What page elements make content more likely to be useful in AI grounding and citation?

Pages that perform well in AI grounding tend to be clear, well-structured, specific, and trustworthy. Strong headings help retrieval systems understand section-level meaning. Direct answers near the top of a section make it easier for an engine to identify the most relevant passage. Definitions, process steps, examples, comparisons, FAQs, and concise summaries all improve machine readability while also helping human readers. Content that is logically organized with descriptive subheadings and consistent terminology is generally easier for AI systems to interpret than content buried inside long, unfocused paragraphs.

Authority signals also matter. That includes accurate claims, current information, transparent sourcing, subject-matter depth, and signs that the content was created or reviewed by someone knowledgeable. AI systems look for content that can support an answer with confidence. If a page is vague, outdated, contradictory, or overloaded with promotional language, it becomes less useful as grounding material. Marketers should also make sure important insights are available in crawlable text, not hidden in images, scripts, or hard-to-parse design elements.

Technical and architectural elements support this as well. Internal links help establish relationships between pages and reinforce topical coverage. Schema markup can add clarity where appropriate, though it is not a substitute for substance. Fast-loading pages, clean HTML structure, and accessible formatting improve the chances that content can be processed efficiently. Most importantly, each page should have a clear purpose. Pages that try to cover everything loosely often underperform compared with pages that answer a well-defined need thoroughly. AI grounding rewards content that is easy to interpret, rich in useful detail, and strong enough to stand as a dependable source.

How should teams measure success after using Bing AI performance reports to guide content creation?

Success should be measured with a broader framework than traditional rank tracking alone. The first layer is retrieval visibility: are more pages appearing in grounding activity, prompt matching, or AI answer pathways over time? The second layer is engagement quality: when users arrive from AI-assisted experiences, do they stay, explore, convert, or continue into deeper pages? The third layer is content coverage: has your site improved its ability to answer the full range of prompt types revealed in the performance reports? Looking at all three gives a far more accurate picture of impact than relying on one keyword position metric.

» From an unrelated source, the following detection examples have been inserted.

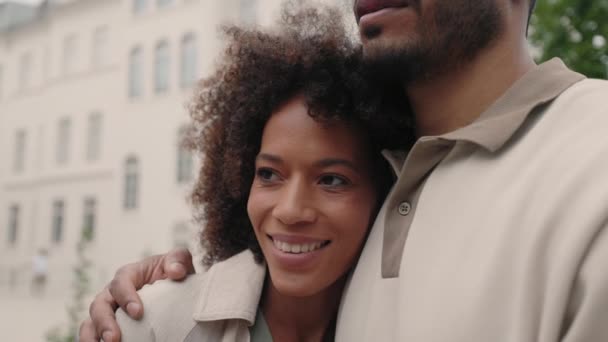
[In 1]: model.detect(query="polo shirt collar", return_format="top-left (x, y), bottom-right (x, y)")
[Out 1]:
top-left (440, 58), bottom-right (585, 152)
top-left (192, 250), bottom-right (266, 326)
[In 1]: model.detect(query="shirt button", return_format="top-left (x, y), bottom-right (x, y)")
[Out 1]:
top-left (399, 202), bottom-right (412, 216)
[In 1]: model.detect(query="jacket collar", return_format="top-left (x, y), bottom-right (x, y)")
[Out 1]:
top-left (193, 250), bottom-right (266, 326)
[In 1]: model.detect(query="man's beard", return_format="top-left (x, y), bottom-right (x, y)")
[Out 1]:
top-left (364, 0), bottom-right (503, 84)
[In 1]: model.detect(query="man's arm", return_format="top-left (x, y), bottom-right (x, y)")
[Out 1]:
top-left (561, 222), bottom-right (608, 342)
top-left (79, 248), bottom-right (194, 342)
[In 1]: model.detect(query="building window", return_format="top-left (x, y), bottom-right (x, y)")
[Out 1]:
top-left (154, 41), bottom-right (169, 93)
top-left (87, 113), bottom-right (102, 161)
top-left (91, 26), bottom-right (108, 67)
top-left (129, 46), bottom-right (144, 97)
top-left (177, 127), bottom-right (193, 183)
top-left (156, 0), bottom-right (173, 7)
top-left (82, 197), bottom-right (97, 241)
top-left (61, 34), bottom-right (78, 75)
top-left (180, 33), bottom-right (198, 88)
top-left (55, 118), bottom-right (72, 164)
top-left (13, 129), bottom-right (27, 173)
top-left (51, 200), bottom-right (65, 244)
top-left (133, 0), bottom-right (148, 14)
top-left (123, 156), bottom-right (139, 210)
top-left (7, 205), bottom-right (19, 246)
top-left (240, 0), bottom-right (257, 24)
top-left (19, 52), bottom-right (32, 90)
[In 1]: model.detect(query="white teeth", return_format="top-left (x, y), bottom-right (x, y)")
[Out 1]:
top-left (272, 239), bottom-right (323, 254)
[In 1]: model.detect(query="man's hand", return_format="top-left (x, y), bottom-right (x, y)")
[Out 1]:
top-left (79, 248), bottom-right (194, 342)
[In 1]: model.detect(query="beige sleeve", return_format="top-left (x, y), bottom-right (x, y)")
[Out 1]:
top-left (562, 222), bottom-right (608, 342)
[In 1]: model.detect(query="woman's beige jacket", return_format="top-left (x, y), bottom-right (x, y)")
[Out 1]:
top-left (116, 250), bottom-right (266, 342)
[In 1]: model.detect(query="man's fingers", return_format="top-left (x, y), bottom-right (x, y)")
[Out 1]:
top-left (163, 248), bottom-right (194, 280)
top-left (88, 288), bottom-right (120, 342)
top-left (108, 263), bottom-right (146, 319)
top-left (78, 318), bottom-right (100, 342)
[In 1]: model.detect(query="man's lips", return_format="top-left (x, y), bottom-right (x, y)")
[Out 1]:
top-left (355, 0), bottom-right (410, 22)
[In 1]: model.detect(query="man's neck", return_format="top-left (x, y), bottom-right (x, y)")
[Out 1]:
top-left (406, 34), bottom-right (535, 137)
top-left (262, 277), bottom-right (346, 342)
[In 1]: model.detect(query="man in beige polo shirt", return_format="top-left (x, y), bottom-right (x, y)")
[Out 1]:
top-left (80, 0), bottom-right (608, 342)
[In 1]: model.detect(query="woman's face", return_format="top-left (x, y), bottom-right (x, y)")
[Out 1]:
top-left (247, 97), bottom-right (377, 296)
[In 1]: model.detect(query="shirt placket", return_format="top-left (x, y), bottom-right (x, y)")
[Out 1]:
top-left (381, 137), bottom-right (455, 278)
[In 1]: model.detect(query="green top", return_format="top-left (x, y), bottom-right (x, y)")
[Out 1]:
top-left (249, 310), bottom-right (272, 342)
top-left (249, 310), bottom-right (336, 342)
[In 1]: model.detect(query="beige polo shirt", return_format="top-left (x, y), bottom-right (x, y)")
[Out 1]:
top-left (336, 59), bottom-right (608, 342)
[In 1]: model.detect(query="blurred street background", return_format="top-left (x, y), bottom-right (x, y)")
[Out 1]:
top-left (0, 0), bottom-right (608, 342)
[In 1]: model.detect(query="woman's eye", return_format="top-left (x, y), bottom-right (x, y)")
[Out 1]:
top-left (256, 169), bottom-right (279, 182)
top-left (319, 175), bottom-right (349, 186)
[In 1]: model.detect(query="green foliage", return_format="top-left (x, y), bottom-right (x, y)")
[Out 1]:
top-left (46, 227), bottom-right (93, 342)
top-left (530, 0), bottom-right (608, 79)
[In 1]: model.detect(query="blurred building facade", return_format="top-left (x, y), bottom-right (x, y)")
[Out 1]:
top-left (0, 0), bottom-right (300, 297)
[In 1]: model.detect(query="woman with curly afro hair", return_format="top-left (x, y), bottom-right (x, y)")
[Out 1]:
top-left (118, 3), bottom-right (414, 342)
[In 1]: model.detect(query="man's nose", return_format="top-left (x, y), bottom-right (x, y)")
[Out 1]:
top-left (272, 180), bottom-right (317, 225)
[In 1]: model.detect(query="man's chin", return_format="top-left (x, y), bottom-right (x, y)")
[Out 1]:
top-left (363, 38), bottom-right (416, 82)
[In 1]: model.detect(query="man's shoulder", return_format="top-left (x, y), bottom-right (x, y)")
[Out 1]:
top-left (558, 78), bottom-right (608, 104)
top-left (138, 272), bottom-right (207, 307)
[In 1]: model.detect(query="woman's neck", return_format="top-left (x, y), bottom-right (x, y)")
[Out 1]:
top-left (261, 276), bottom-right (346, 342)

Teams should also compare pre- and post-optimization performance at the page and topic-cluster levels. For example, after updating a set of articles based on grounding-query insights, monitor whether those pages attract more impressions, referral activity, assisted conversions, or inclusion in AI-surface visibility patterns. If certain pages continue to lag, revisit whether they truly satisfy the prompt intent. Sometimes a page fails not because it lacks optimization, but because it is targeting the wrong audience need or mixing too many intents together.

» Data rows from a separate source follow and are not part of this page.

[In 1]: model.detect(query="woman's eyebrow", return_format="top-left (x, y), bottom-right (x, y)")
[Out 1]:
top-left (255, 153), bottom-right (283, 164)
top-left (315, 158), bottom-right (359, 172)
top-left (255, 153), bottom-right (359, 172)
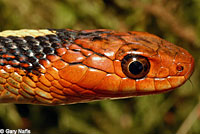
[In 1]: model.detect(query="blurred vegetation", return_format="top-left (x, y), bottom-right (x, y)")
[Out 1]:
top-left (0, 0), bottom-right (200, 134)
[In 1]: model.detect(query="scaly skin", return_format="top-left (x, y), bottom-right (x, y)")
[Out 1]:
top-left (0, 29), bottom-right (194, 105)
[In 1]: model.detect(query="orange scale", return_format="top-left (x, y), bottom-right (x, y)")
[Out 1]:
top-left (36, 82), bottom-right (50, 92)
top-left (119, 78), bottom-right (136, 92)
top-left (136, 78), bottom-right (155, 91)
top-left (35, 95), bottom-right (52, 104)
top-left (62, 50), bottom-right (86, 63)
top-left (80, 90), bottom-right (96, 98)
top-left (50, 87), bottom-right (64, 95)
top-left (22, 76), bottom-right (36, 87)
top-left (39, 60), bottom-right (51, 68)
top-left (114, 60), bottom-right (126, 78)
top-left (0, 59), bottom-right (8, 64)
top-left (52, 80), bottom-right (64, 89)
top-left (47, 67), bottom-right (60, 80)
top-left (70, 84), bottom-right (85, 93)
top-left (81, 49), bottom-right (93, 57)
top-left (2, 54), bottom-right (15, 59)
top-left (63, 88), bottom-right (78, 96)
top-left (53, 60), bottom-right (68, 69)
top-left (51, 92), bottom-right (67, 100)
top-left (47, 55), bottom-right (60, 62)
top-left (44, 73), bottom-right (54, 81)
top-left (0, 69), bottom-right (10, 79)
top-left (3, 66), bottom-right (15, 73)
top-left (94, 74), bottom-right (121, 93)
top-left (74, 39), bottom-right (93, 49)
top-left (39, 74), bottom-right (51, 87)
top-left (8, 61), bottom-right (20, 66)
top-left (154, 78), bottom-right (171, 90)
top-left (52, 98), bottom-right (64, 105)
top-left (56, 48), bottom-right (67, 56)
top-left (35, 88), bottom-right (53, 99)
top-left (156, 67), bottom-right (169, 78)
top-left (69, 44), bottom-right (82, 51)
top-left (83, 54), bottom-right (114, 73)
top-left (167, 76), bottom-right (185, 88)
top-left (59, 64), bottom-right (88, 83)
top-left (77, 68), bottom-right (107, 89)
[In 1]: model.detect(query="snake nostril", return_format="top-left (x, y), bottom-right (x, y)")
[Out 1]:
top-left (176, 65), bottom-right (184, 72)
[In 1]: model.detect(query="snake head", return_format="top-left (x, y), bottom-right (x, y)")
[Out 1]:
top-left (115, 32), bottom-right (194, 95)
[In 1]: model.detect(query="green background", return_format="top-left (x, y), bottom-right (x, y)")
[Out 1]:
top-left (0, 0), bottom-right (200, 134)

Long term, the strongest sign of success is that editorial planning becomes more precise and more repeatable. Bing AI performance reports should help teams reduce guesswork, identify high-value topic gaps faster, and create content that earns both human trust and machine retrieval relevance. When the process is working, content calendars become better aligned with real user questions, updates become more strategic, and AI visibility grows as a byproduct of better information architecture and more useful content. That is the real value of turning grounding queries into content plans: it transforms AI performance data from an interesting report into an operational content advantage.